尚、抗体の調製に用いられる膵臓リボヌクレアーゼ1は、上記モノクローナル抗体の調製に用いることができる膵臓リボヌクレアーゼ1と同様の方法で調製することができる。
【0016】
また、膵臓リボヌクレアーゼ1を固定化する担体としてはタンパク質を固定化できる担体であれば特に制限はなく、例えば、ポリ塩化ビニル樹脂、アクリル樹脂、ポリエチレン樹脂、ポリプロピレン樹脂、ポリスチレン樹脂等のプラスチック製の担体やガラス製の担体を挙げることができ、ポリ塩化ビニル樹脂製の担体であることが好ましい。
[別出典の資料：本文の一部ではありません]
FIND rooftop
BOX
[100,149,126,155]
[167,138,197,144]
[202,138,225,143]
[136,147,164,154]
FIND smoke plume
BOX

膵臓リボヌクレアーゼ1を担体に固定化する方法としては、通常用いられるタンパク質の固定化方法を特に制限なく適用することができる。例えば、膵臓リボヌクレアーゼ1を0.1〜10mg/mlの濃度でポリ塩化ビニル樹脂製のマイクロタイタープレートのウェルに0.05〜0.1mlずつ分注し、室温1時間〜1日、あるいは4℃で1時間〜1日放置して、その後、プレートの表面をブロックするために血清アルブミンを加えて処理する方法を適用することができる。
【0017】
溶液中の膵臓リボヌクレアーゼ1を認識する抗体から、担体に固定化した膵臓リボヌクレアーゼ1を認識しない抗体を選択する方法は、通常用いられる抗体の選択方法を特に制限なく適用することができる。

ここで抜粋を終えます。